# vBulletin options



## Kalim (Nov 24, 2006)

Hi (wasn't sure which section is most relevant to post under )

I don't own a forum myself but a friend whose set one up recently is stuck on her bandwidth being killed off inside 2 weeks due to deep/hot linking.  

I haven't been around hers (5 hours away) to have a look around myself but she's stuck on finding the option in vBulletin 3.6.4 for turning off attachment images/disabling them for guests (offline or unregistered users).

Any help where in the options this is would be appreciated :smile:


----------



## carsey (Aug 19, 2006)

It may be under the group permissions of the users. 

Thats from my experience with forums.


----------



## ebackhus (Apr 21, 2005)

If your friend is using an Apache server she can use the .htaccess file to disable hotlinking.


----------



## Kalim (Nov 24, 2006)

Doesn't I'm afraid :sad:

I was hoping theirs another way round to this as I've seen the feature myself on endless vB boards.

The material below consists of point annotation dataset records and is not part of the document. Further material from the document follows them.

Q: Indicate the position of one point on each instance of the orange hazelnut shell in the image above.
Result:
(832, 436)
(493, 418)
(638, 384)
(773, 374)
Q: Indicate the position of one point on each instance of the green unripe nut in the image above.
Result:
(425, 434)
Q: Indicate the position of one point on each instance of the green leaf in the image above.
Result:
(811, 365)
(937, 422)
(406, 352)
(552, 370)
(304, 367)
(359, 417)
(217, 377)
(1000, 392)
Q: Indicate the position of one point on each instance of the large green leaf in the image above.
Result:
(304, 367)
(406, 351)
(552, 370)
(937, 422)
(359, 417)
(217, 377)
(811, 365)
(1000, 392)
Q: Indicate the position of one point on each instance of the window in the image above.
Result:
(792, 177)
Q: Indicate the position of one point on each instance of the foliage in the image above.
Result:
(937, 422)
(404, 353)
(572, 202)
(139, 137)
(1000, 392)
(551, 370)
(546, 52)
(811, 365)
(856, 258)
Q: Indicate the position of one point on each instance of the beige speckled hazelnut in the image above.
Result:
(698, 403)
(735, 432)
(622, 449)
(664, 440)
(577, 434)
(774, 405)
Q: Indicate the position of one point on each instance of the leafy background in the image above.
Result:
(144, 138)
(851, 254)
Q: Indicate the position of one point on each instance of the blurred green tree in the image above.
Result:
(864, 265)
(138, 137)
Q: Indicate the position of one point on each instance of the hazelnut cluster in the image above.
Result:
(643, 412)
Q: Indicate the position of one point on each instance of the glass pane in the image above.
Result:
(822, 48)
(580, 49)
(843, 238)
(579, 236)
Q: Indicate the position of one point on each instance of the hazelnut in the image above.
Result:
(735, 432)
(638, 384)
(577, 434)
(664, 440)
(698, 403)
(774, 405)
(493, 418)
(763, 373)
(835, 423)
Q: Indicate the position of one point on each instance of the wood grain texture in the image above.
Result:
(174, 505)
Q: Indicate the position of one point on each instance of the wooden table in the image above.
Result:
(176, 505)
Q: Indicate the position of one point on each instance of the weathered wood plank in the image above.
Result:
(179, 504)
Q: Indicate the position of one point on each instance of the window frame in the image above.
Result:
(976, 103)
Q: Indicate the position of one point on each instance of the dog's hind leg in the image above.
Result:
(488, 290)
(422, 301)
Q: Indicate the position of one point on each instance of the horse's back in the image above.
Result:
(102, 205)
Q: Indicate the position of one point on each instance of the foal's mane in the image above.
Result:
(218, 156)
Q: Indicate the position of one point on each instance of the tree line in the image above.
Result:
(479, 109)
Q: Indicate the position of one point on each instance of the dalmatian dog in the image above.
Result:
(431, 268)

The user group permissions don't allow this option either.

Any more idea's? We know how to stop hotlinking etc but need to know how to prevent offline users seeing attachments like done on here, yet.

Thanks.


----------



## Skie (Mar 15, 2003)

Please post the .htaccess file so we can see if it's set up properly.

Also, edit the usergroup for non logged in users and set "Can Download Attachments" to off. Do this for any other usergroups that you wish to do this. This will force people to login to view any attachments.


----------



## Kalim (Nov 24, 2006)

Skie,

She uses Sun Cobalt server so no .htaccess file.
She replied 


> You can make it so user groups can't view attachments which is good... or even post images (IMG tag)... but I also need and you can't prevent certain groups from VIEWING all image




Thanks for the help.


----------



## Skie (Mar 15, 2003)

At this point, you probably need to go over to vbulletin.org and search their mods for something to do this. I saw one for version 3.0, but I couldn't find one for 3.6. Maybe using different search terms then I did would help.


----------



## Kalim (Nov 24, 2006)

Thanks Skie.

I've searched for about 3 hours to no avail there - it was my first avenue although I found something for 3.5 but not 3.6.4 :sad:

Maybe just moving over to Apache is the better way out.


----------



## Skie (Mar 15, 2003)

Kalim said:


> Thanks Skie.
> 
> I've searched for about 3 hours to no avail there - it was my first avenue although I found something for 3.5 but not 3.6.4 :sad:
> 
> Maybe just moving over to Apache is the better way out.


The 3.5 hack may still work. It depends on how much has changed between 3.5 and 3.6 and what the hooks that the hack uses.


----------